# old fish.....................and some piranhas



## DrewBoOty (Nov 23, 2002)

pics 1
pics 2


----------



## fishman2 (Nov 27, 2002)

Other than a few dark pics......your fish are awesome


----------



## Xenon (Nov 15, 2002)

I think your tank's decorations rock. You must have the happiest fish ever cause your dec's look great!


----------



## thePACK (Jan 3, 2003)

all your tanks are great i i like your elongatus and your reef ..


----------



## DrewBoOty (Nov 23, 2002)

I dont have those fish anymore, but I will post some updated pics of the reef.

That elongatus was 10", the pygos were from 3-6", geryi was close to 7", the dentic's were 2 1/2".
the black aro was 12" dats were 2-3", clown knife's were like 10".. that syno sp. was atleast 14" he was a monster! I think thats everything...

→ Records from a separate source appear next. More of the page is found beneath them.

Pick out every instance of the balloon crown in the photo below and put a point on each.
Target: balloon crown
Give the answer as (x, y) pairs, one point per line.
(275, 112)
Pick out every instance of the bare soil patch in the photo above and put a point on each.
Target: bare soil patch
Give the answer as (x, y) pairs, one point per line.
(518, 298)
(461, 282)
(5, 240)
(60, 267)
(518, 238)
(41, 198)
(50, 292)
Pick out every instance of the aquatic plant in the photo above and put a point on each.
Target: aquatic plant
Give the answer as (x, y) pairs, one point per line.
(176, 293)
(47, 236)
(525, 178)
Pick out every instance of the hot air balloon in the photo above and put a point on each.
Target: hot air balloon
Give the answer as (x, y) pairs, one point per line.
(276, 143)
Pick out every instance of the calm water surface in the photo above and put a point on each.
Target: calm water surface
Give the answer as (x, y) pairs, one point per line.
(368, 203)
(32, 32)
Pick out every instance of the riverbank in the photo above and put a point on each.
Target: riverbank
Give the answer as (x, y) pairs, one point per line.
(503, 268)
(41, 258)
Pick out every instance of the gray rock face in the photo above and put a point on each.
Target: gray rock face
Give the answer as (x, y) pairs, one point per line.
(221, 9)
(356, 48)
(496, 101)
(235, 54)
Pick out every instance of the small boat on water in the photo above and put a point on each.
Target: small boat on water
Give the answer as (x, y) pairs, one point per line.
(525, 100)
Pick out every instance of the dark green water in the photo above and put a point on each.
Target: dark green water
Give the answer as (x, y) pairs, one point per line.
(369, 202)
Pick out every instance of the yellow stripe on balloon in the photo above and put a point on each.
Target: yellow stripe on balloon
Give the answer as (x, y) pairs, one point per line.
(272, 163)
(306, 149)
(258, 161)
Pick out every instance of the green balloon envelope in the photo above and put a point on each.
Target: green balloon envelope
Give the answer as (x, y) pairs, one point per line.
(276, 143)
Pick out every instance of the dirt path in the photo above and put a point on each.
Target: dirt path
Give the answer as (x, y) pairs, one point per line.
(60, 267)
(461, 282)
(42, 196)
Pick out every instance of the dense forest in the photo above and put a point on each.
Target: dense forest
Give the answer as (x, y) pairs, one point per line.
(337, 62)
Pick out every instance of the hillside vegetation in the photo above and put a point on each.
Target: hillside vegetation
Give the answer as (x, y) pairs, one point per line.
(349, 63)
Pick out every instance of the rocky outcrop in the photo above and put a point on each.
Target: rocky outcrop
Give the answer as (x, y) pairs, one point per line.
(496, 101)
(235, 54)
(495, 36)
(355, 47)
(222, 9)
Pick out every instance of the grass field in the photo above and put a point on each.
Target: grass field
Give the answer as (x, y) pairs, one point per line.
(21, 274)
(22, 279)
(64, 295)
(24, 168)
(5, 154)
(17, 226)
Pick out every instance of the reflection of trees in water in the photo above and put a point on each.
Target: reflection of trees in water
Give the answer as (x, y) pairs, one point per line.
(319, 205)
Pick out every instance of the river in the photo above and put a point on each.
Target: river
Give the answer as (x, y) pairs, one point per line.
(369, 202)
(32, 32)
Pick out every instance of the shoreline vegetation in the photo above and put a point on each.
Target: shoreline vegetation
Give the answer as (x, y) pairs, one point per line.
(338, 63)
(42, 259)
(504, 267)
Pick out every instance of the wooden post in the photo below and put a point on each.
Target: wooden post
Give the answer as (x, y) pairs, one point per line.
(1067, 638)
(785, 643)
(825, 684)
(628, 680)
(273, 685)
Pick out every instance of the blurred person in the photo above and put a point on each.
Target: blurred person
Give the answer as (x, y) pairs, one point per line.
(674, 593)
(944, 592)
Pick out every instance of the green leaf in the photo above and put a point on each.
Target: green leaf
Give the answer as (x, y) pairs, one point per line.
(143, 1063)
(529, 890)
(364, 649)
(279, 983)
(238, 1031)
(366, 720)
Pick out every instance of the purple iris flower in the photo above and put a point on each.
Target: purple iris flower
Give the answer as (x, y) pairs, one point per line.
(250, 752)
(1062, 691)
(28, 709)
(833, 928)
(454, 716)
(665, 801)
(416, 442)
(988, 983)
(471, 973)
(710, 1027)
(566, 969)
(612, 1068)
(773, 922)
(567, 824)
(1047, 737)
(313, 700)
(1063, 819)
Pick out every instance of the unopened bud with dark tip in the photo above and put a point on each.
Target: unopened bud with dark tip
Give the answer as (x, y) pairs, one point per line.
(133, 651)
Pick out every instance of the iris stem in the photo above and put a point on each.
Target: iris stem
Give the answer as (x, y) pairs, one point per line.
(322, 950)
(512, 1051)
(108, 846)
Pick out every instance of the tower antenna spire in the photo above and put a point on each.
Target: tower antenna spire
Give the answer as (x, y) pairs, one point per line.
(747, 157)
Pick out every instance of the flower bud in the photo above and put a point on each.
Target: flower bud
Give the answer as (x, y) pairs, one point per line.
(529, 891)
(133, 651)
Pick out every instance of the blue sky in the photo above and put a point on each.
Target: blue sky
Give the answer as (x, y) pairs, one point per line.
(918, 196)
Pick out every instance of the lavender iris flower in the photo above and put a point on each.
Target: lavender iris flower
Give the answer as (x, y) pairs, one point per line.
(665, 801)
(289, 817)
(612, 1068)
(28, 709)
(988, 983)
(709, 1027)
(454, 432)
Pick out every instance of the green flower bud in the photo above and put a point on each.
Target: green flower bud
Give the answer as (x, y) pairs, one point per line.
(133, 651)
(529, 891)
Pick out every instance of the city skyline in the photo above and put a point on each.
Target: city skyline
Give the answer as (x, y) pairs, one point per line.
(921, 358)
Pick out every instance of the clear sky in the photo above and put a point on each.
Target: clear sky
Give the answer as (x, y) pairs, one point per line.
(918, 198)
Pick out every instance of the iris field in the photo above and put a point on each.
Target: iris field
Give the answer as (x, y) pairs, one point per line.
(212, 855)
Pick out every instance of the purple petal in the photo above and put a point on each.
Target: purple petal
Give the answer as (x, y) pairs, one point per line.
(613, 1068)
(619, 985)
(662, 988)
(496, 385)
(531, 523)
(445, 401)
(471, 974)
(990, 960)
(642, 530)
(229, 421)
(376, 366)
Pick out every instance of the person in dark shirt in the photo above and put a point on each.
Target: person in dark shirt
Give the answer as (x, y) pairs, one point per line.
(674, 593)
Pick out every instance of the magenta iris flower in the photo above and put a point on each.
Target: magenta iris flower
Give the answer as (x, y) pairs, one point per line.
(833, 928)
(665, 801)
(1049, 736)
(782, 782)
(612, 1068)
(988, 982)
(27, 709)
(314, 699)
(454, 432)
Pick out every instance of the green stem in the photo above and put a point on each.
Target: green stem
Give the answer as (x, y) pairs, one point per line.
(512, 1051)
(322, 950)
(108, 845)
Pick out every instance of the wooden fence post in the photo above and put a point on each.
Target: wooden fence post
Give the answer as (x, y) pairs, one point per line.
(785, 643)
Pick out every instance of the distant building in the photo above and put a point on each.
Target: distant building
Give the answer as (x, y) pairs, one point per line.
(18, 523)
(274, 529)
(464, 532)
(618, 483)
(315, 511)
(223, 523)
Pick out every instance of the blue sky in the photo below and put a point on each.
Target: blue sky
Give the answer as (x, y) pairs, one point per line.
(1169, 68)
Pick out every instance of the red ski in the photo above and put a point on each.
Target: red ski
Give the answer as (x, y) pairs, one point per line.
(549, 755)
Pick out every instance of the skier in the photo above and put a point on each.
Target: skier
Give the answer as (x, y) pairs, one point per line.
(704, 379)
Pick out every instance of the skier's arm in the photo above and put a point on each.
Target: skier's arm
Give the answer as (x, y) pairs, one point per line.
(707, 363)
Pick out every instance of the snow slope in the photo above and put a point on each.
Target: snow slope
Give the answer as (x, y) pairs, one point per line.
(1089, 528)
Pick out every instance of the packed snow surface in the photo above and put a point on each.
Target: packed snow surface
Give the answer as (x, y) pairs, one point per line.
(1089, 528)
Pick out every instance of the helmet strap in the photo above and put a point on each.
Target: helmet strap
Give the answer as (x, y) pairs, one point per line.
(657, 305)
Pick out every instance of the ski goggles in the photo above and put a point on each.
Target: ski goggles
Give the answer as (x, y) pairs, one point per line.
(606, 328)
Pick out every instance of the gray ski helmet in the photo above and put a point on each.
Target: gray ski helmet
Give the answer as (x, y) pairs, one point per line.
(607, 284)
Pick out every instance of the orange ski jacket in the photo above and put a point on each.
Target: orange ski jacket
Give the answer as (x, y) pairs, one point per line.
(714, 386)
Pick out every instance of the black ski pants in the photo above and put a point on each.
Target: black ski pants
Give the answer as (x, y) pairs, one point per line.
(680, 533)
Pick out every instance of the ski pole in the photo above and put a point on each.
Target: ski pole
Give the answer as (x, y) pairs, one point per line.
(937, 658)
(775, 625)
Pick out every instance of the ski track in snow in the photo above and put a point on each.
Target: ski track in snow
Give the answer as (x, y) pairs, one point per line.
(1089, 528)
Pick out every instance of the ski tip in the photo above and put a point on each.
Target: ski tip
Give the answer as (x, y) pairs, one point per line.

like the deco eh? its a shitty pic of that 75, it was awesome took me a LONG time to scape that, i had 26 Haplochromis sp. "Hippo Point's" in there with a pair of blue dolphin's


----------



## DrewBoOty (Nov 23, 2002)

15gallon nano reef pictures
http://www.elliptic-design.com/nano/
FrogFish
http://www.elliptic-design.com/images/fish/frogfish/
old 120gallon reef from about 2 1/2 years ago
http://www.elliptic-design.com/images/fish/old%20reef/
46gallon bowfront - Tropheus Moorii Chiwina Red(s)
http://www.elliptic-design.com/images/tropheus/
Reptiles
http://www.elliptic-design.com/images/snakes/


----------



## hydroshutter (Jan 12, 2003)

I must agree, that elongatus is beautiful.. does someone on pfish have him now?


----------



## AZ (Jan 3, 2003)

I hope my elongatus gets to be big and nice like that


----------



## DrewBoOty (Nov 23, 2002)

hydroshutter said:


> I must agree, that elongatus is beautiful.. does someone on pfish have him now?


he was/maybe is residing in amazon man's 500gallon serrasalmus/pygo shoal.

Last i heard he *might* have been sold due to killing a 10" rhombeus and 2 piraya. but thats probably just a rumor, ive been trying to track this fish down, sadly with no luck.


----------